Куда больше параллелей прослеживается в том, как Муссолини и Путин достигали желаемой цели - власти. В обоих случаях речь пойдет о предшествующей этому событию катастрофе, изменившей привычный ход жизни отдельных людей и всего общества. Для Муссолини таким событием стала Первая мировая война, для Путина - развал социалистического лагеря и Советского союза. Спустя время президент России назовет это величайшей геополитической катастрофой XX века, хотя в девяностые годы он уверенно говорил о необходимости и необратимости демократических перемен.
В известный момент оба лидера отреклись от социализма: Муссолини сделал это в 1915, перейдя в лагерь националистов, призывавших к вступлению Италии в войну на стороне Антанты, а Путин вышел из КПСС в 1991, поддержав во время августовского путча своего шефа, демократического политика Анатолия Собчака. Но если Муссолини пришлось доказывать верность своего выбора в окопах, укрываясь от огня австрийской артиллерии, то Путину досталось кресло в петербургской мэрии, где он отчаянно сражался с коррупцией, по некоторым сведениям, иногда оказываясь у нее в плену.

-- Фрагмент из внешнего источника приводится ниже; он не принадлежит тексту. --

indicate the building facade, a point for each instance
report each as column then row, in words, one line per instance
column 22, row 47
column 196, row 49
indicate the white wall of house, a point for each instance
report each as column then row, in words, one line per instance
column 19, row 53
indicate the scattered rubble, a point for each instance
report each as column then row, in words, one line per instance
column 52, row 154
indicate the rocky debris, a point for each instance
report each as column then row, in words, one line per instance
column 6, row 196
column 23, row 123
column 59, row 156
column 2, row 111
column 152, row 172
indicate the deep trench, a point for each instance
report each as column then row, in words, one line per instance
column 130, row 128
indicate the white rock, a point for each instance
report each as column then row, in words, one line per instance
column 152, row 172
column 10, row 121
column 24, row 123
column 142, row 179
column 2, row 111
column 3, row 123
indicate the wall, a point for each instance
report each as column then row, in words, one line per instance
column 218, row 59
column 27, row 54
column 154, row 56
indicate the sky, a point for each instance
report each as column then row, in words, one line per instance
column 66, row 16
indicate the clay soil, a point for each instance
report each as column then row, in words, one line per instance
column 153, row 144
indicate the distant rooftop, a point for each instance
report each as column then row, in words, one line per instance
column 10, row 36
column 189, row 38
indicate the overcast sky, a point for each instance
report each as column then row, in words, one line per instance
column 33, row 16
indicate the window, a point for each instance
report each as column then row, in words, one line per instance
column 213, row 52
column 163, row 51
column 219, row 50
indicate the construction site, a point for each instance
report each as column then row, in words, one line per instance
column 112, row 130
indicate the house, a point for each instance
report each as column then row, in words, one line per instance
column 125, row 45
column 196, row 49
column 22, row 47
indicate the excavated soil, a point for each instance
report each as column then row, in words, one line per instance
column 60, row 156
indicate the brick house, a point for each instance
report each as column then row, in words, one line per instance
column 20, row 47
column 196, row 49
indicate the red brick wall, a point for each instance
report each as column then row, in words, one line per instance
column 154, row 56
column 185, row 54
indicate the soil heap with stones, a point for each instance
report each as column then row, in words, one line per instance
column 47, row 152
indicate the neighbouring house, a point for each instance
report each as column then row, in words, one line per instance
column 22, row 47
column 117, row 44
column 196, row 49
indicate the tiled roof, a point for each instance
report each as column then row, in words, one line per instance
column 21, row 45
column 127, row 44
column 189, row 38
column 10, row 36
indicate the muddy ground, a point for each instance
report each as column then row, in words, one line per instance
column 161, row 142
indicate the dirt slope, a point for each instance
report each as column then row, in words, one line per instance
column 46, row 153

Очевидно одно - именно потрясения, вызванные мировой бойней в одном случае и развалом советской государственности в другом, открыли перед ними окно возможностей, без которых последующее восхождение обоих стало бы крайне маловероятным.
...
Возглавив правительство, Муссолини осуществил ряд мер, позволивших фашистам утвердиться в качестве единственной политической силы. Прежде всего подчинив себе полицию, дуче принялся за парламент, немалыми усилиями сколотив предвыборный "Национальный блок", куда вместе с фашистами вошли все партии Италии, кроме социалистов и коммунистов. Консерваторы одобряли патриотическую риторику нового премьера, а либералам Муссолини предоставил в своем кабинете экономику и финансы.
Весенние парламентские выборы 1924 года проходили на фоне многочисленных нарушений. Чернорубашечники избивали активистов и местных оппозиционных лидеров, полиция опечатывала редакции их газет. Муссолини всякий раз выступал с публичными заявлениями, говоря о том, что намерен придерживаться законности, но это была лишь риторика. Немало нареканий вызывал и спешно принятый накануне "закон Арчебо", позволявший партии, набравшей относительное большинство голосов, получить в новом парламенте две трети мест.
Не удивительно, что после выборов фашисты располагали уже не тремя десятками, а почти четырьмя сотнями депутатов. Теперь Муссолини мог двигаться дальше, но несомненный политический успех был несколько подмочен многочисленными свидетельствами фальсификаций. В некоторых регионах страны подсчет бюллетеней велся таким образом, что "Национальный блок" получил более чем 100% от общего количества избирателей.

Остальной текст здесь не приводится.